2020 non-fiction book about office space leasing company WeWork

Billion Dollar Loser is a 2020 book by Reeves Wiedeman about WeWork and its founder Adam Neumann.

== Synopsis ==
The book combines interviews with WeWork employees with analysis from other industry experts to recount the founding of office space leasing company WeWork, and its rapid ascent followed by its later devaluation and unsuccessful IPO. Neumann's role as CEO and the cult of personality surrounding him are a major focus of the book.

== Reception ==
Publishers Weekly wrote that the book was "a thrilling page-turner about the fantastic success and subsequent crash of WeWork." Writing for The New Republic, J.C. Pan described it as "a definitive chronology of a company doomed not by one bad business strategy—or even Neumann’s outsize ego—but by the rot of a postrecession economy that nurtured a certain flavor of investor-class mania." On the other hand, Walter Kirn described the book as a "cautionary tale" about Neumann.
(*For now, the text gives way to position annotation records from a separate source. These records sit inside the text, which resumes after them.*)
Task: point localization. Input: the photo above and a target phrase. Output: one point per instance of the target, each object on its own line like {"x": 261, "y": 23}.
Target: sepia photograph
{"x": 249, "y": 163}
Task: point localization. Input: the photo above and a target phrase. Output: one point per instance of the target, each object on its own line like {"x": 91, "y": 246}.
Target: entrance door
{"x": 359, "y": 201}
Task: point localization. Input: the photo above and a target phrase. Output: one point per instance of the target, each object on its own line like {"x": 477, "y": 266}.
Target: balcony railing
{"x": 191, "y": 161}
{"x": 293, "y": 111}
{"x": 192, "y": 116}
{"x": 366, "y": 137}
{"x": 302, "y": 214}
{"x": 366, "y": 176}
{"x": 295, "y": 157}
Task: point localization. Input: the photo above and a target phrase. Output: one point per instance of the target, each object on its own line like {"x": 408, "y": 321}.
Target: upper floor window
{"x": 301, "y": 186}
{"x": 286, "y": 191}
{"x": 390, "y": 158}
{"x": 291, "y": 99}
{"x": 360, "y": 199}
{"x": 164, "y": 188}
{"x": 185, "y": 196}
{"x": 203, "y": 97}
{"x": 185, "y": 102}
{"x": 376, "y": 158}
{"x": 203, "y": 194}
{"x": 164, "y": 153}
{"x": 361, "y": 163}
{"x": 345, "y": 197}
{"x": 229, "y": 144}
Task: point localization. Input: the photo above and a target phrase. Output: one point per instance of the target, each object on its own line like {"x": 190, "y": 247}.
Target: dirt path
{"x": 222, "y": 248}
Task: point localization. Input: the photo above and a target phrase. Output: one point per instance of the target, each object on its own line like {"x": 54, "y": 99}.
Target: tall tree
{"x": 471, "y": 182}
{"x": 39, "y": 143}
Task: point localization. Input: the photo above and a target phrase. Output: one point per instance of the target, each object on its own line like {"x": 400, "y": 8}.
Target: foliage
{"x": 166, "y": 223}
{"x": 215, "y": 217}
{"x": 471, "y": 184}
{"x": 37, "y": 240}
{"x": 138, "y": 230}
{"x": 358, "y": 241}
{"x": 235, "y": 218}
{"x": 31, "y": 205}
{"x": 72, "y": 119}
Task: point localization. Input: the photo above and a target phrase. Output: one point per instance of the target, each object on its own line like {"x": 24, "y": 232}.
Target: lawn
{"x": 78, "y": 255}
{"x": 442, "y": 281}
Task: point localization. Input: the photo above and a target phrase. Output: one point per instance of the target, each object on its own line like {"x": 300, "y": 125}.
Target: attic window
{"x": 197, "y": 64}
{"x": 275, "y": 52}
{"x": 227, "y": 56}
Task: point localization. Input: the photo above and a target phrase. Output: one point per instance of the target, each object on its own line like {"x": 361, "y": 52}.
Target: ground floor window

Jennifer Szalai of The New York Times wrote that Wiedeman allowed the evidence and anecdotes from Neumann's time as CEO to speak for itself, illustrating a confidence game through which "Neumann had passed himself off as a tech visionary." Kathryn Brenzel, in a review for the trade publication The Real Deal, wrote that the book was "more recap than revelation".